Mind you, by the same rule I also think that the statement from the poster before the one I replied to about “them training the dogs to bark on command to get probable cause” is not believable on itself and without further evidence and does not logically follow from somebody noticing once a dog handler rewarding a working dog for doing somebody which is a work mistake but also is silly and enderaring
(Had I been in the same position as that handler, even knowing I would be reinforcing a mistake, I would be sorely tempted to reward the dog for the silly “detect pizza” behaviour if only because it’s funny and lovable).
I just think the poster I was replying to criticized the previous post in just as much an “opinion about everything everywhere unbacked by evident and stated as fact” way as the post they were criticizing.
It’s not an article it’s a random tweet that may or may not have been true.
In my experience descriptions of events (like the one in the article) are less likely to be false than absolute certainty general statements about things always/never happening (such as “they absolutely don’t reward these dogs for mistakes”).
This is mainly because the absolute certainty general statements are pure opinion worded as fact (i.e. with no actual study or similar to back that assertion that something always or never happens) hence usually bollocks, whilst somebody describing an event would have to willingly, explicitly and activelly be lying for it to be false.

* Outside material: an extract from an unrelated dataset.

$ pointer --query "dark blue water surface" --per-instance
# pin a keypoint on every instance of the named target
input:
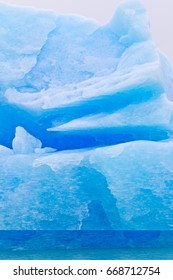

So purelly from the way you worded things, that random tweet is already way more believable than your post.
Then beyond that, what’s described in that post is the handler being nice to the dog for their quirky behaviour, which doesn’t at sound far fetched - I’ve often seen people unthinkingly reinforcing a dog’s negative behaviour because “it’s cute” - people like dogs and often end up doing dumb things with them because they like them, which is how you end up with dogs which are too fat (which is bad for the dog) because that dog is smart and good at begging for food.
I’m not even saying that the poster you replied to claiming that handlers were purposefully mistraning the dogs was right (frankly I have no idea as, like you, they just voice opinion as fact), I’m saying that the way you tried to counter argument that post is even more bullshit than that post and now you just doubled down of scoring own goals by claiming the tweet itself is possibly a lie.
I am not the same person that you replied to.
Fair enough.
Is the post of that other person I commented on any more supported by evidence than the tweet?
If not, wouldn’t the analysis I wrote in response to your post (mistakenly thinking it was the original post) not work as an evaluation of which one is more likely to be true?